Quinzaine des Réalisateurs 2022 - Critique de REVOIR PARIS de Alice Winocour
C’est dans le cadre de la Quinzaine des Réalisateurs qu’a été projeté ce cinquième long-métrage d’Alice Winocour (également scénariste, de talent, notamment de Ordinary people et Mignonnes). En 2016, elle avait également fait partie du jury de la Semaine de la Critique.
A Paris, Mia (Virginie Efira) est prise dans un attentat dans une brasserie. Trois mois plus tard, alors qu’elle n’a toujours pas réussi à reprendre le cours de sa vie et qu’elle ne se rappelle l’évènement que par bribes, Mia décide d’enquêter dans sa mémoire pour retrouver le chemin d’un bonheur possible.
Cela commence par une fenêtre ouverte sur le monde (comme aurait dit Bazin) ou plutôt en l’occurrence une fenêtre ouverte sur les toits de Paris. Une femme arrose ses plantes, casse un verre. Elle répond à peine au « ça va » de son compagnon, semble mélancolique. Elle sursaute quand un jeune homme se jette sur une vitre du café dans lequel elle se trouve, comme si cela préfigurait le drame à venir. Il surviendra quelques minutes plus tard, terrassant, filmé à hauteur de victimes, sans jamais montrer les visages des assaillants.
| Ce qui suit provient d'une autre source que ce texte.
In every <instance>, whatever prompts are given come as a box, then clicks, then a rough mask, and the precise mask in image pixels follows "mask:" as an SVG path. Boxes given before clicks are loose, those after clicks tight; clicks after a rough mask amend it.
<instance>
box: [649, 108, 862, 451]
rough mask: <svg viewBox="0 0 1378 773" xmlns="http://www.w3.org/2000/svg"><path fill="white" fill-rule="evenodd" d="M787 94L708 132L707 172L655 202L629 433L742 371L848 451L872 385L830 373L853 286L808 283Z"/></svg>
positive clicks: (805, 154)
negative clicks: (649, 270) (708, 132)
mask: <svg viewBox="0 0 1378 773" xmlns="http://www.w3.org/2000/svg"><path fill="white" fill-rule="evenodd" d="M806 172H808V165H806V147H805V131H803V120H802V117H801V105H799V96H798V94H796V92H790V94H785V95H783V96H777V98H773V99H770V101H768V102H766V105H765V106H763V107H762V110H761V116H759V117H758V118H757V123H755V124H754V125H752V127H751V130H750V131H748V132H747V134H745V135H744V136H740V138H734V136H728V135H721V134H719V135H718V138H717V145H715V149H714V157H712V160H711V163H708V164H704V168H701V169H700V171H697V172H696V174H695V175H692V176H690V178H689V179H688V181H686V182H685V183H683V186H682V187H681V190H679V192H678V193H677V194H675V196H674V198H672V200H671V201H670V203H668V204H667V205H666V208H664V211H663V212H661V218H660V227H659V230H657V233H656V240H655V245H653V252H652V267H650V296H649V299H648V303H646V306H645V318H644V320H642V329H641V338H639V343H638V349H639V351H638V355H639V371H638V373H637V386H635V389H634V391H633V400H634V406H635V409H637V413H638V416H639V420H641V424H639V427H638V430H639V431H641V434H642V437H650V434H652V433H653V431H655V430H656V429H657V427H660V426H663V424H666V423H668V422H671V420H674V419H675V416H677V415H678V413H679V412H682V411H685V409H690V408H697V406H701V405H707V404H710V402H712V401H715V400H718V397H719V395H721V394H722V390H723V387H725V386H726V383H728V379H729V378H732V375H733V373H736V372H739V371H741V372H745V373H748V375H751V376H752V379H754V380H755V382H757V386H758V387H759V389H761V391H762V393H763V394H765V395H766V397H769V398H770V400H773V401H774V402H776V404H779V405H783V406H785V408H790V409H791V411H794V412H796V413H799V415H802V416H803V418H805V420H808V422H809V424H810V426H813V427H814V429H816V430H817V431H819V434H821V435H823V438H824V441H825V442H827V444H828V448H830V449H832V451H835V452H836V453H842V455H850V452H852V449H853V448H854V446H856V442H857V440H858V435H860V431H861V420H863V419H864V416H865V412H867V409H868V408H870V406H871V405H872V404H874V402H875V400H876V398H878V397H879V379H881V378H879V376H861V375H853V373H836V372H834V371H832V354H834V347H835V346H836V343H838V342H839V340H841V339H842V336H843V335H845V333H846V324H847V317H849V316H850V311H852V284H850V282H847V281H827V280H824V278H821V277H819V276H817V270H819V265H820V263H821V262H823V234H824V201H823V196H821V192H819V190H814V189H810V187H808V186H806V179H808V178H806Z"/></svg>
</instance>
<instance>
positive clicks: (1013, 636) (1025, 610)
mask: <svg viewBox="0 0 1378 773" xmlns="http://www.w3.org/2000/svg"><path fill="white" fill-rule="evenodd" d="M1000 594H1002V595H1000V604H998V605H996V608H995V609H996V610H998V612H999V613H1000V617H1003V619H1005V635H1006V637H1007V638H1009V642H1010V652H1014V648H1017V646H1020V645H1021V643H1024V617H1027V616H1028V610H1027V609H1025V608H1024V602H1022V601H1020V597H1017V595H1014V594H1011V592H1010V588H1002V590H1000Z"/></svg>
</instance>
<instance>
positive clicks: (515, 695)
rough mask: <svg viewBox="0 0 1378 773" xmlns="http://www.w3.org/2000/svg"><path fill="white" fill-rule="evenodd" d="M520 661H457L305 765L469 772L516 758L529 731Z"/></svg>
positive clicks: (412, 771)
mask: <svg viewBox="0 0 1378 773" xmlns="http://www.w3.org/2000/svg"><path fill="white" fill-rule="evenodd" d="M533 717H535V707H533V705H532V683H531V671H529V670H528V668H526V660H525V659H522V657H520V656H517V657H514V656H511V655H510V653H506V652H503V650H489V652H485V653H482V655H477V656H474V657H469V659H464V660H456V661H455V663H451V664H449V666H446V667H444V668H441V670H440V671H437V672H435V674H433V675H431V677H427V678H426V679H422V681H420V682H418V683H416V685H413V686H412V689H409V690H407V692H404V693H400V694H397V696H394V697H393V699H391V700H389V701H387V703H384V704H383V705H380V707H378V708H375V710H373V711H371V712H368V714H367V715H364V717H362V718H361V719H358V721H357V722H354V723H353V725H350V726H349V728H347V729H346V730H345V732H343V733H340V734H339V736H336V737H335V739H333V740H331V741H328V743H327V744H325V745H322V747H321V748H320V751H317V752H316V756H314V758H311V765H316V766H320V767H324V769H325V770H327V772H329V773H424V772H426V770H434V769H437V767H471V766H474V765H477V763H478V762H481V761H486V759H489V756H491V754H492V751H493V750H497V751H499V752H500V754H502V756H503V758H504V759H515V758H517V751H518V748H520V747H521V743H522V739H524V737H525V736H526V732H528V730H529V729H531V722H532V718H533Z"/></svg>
Tout juste nous dira-t-on qu’un des tueurs avait « une gueule d’ange ». Les bruits de mitraillettes sont terribles et assourdissants.
Nous retrouvons ensuite Mia. « La vie a repris ». Un gâteau d’anniversaire lui en rappelle un autre, celui qu’on avait apporté à un homme à la table en face de la sienne, juste avant que ne survienne l’horreur indicible. La mémoire traumatique est là, insatiable, épuisante, surgissant au moment les plus inattendus ou incongrus. Le temps est distordu. Pour les autres, Mia est devenue une « sorte de distraction », ou bien ils évacuent le sujet d’un lapidaire « Tu as l’air en pleine forme, cela fait plaisir. » Elle, tout ce qui lui reste de cette 1H48 cachée, ce dont des images et des sons épars, et le souvenir d’un tatouage de l’homme qui lui a tenu la main à la recherche duquel elle va partir.
Alors forcément, impossible de ne pas être bouleversée par ce Revoir Paris qui résonne en nous, que nous ayons vécu ce traumatisme ou un autre. Nous pensons à toutes ces âmes blessées pour qui « revoir Paris » doit être encore si difficile et qui y déambulent, anonymes, comme si de rien n’était, mais blessés dans leur chair et dans leur âme. La grande force de ce film est sa pudeur. L’émotion n’en est pas moins palpable. Quand on balaie les fleurs déposées en mémoire des victimes Place de la République, comme s’il s’agissait de vulgaires détritus, ou quand une jeune fille qui a perdu ses parents dans l’attentat cherche à retrouver dans le tableau éponyme le détail des Nymphéas figurant sur la carte qu’ils lui avaient envoyée, avant de mourir dans l’attentat.
Mais ce film, ce n’est pas seulement celle d’êtres brisés, c’est aussi celle d’êtres qui ensemble cheminent vers la reconstruction, qui tissent des liens et un chemin vers la lumière, qui après cela se posent les questions sur le bonheur, ou qui encore sans se connaître se sont tenus la main, au sens propre comme au sens figuré.
Si Mia « revoit » Paris, c’est aussi parce qu’elle la voit autrement, mais aussi qu’elle voit sa vie autrement. Elle souffre du trouble de « la mémoire récurrente involontaire » et va essayer de reconstituer les fils de cette effroyable soirée. Revoir Paris, c’est avant tout une histoire de résilience. Une fois de plus, Virginie Efira est troublante de justesse, de nuance, d’émotions, de force et fragilités mêlées. Force et fragilité mêlées, c’est aussi ce qui définit le personnage de Benoît Magimel.
Un film d’une rare sensibilité, celle qu’il fallait pour traiter de ce sujet si récent et présent dans les mémoires. Mais aussi un film sur la mémoire traumatique qui donne des visages à cette épreuve collective avec délicatesse et dignité. Un poignant élan de vie, de réconciliation (avec soi, le passé) et d’espoir.